Let’s quickly return to Messrs. Garfield and Cloud, who clearly stated in their book that the majority of people find such recovery through pathways other than recognized treatment – a “natural recovery,” as they term it. If only that were true, and substance addiction was a far weaker condition to conqueror, or to escape from.
Using the data collected from the LiR surveys, as mentioned above, and with more than 3,000 participants, which recovery paths, in reality, were seen to be the most common? Professional, evidence-based treatment, or medically-assisted treatment (MAT), or with the support of mutual aid groups, like 12-Step meetings, or a more natural route to recovery, with no treatment whatsoever?
Here are those findings:
- 71% of participants in recovery had received professional addiction treatment at some time in their lives
- 18% had received MAT and were prescribed medications to deal with their substance use, e.g., methadone, buprenorphine, or Vivitrol
- Most respondents also reported high rates of participation in mutual aid self-help groups:
- 95% had attended 12-step fellowship meetings (e.g., Alcoholics Anonymous), and
- 22% had participated in non-12-step recovery support groups (e.g., LifeRing, SMART Recovery, Rational Recovery)
However, the LiR survey data provides far more than simply proving the point that it is through professional, evidence-based addiction treatment, and participation in mutual aid meetings and fellowship, that the majority of people look to find a sustainable recovery, compared to seeking a treatment-free recovery by an attempt to “self-cure.”
Life is Better in Recovery
First and foremost, the LiR surveys were a landmark study – the first time a group of those in active recovery, their chosen pathways to that recovery, all their social and medical data, their recovery lengths, and the benefits they have enjoyed from being in recovery, have been fully studied and analysed.
Furthermore, the study clearly demonstrates that life is far, far better in recovery – for all concerned; for example:
- People in recovery in employment, paying taxes and bills, voting, volunteering in their communities, and taking care of their health and their families, and
- Survey findings also found recovery from substance addiction is good not only for the individual, but also for their families, their communities, and the nation’s health and economy.
Recovery Capital: Predicting Sustained Recovery
In another research study, entitled, “Recovery Capital as Prospective Predictor of Sustained Recovery, Life Satisfaction & Stress among Former Poly-Substance Users (2008),” which tested the concept that recovery capital is be a predictor of a sustained recovery, a better quality of life, and lower stress, the collected data focused on those in early recovery (up to 1 year, as defined by the Betty Ford Group), but did include information about longer recoveries (over 1 year).

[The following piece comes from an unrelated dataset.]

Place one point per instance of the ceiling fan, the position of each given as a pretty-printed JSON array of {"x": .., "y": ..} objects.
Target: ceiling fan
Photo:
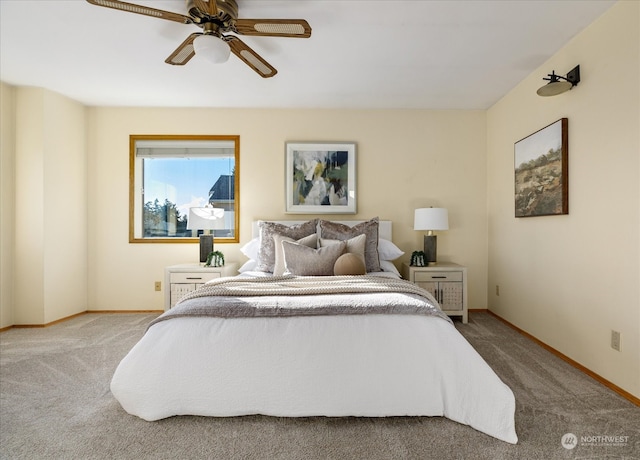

Its findings showed that it was only in the areas of 12-Step involvement (not just regular attendance at meetings) and in life quality that recovery capital as a whole was deemed a good predictor of a continuing recovery. In fact, the study showed that a better quality of life and lower stress were only seen consistently in those whose recoveries were over 1 year, and the longer the recovery, the better the results.
Furthermore, the study’s authors concluded, “Recovery is a dynamic process. Different factors promote positive outcomes at successive stages of the recovery process.”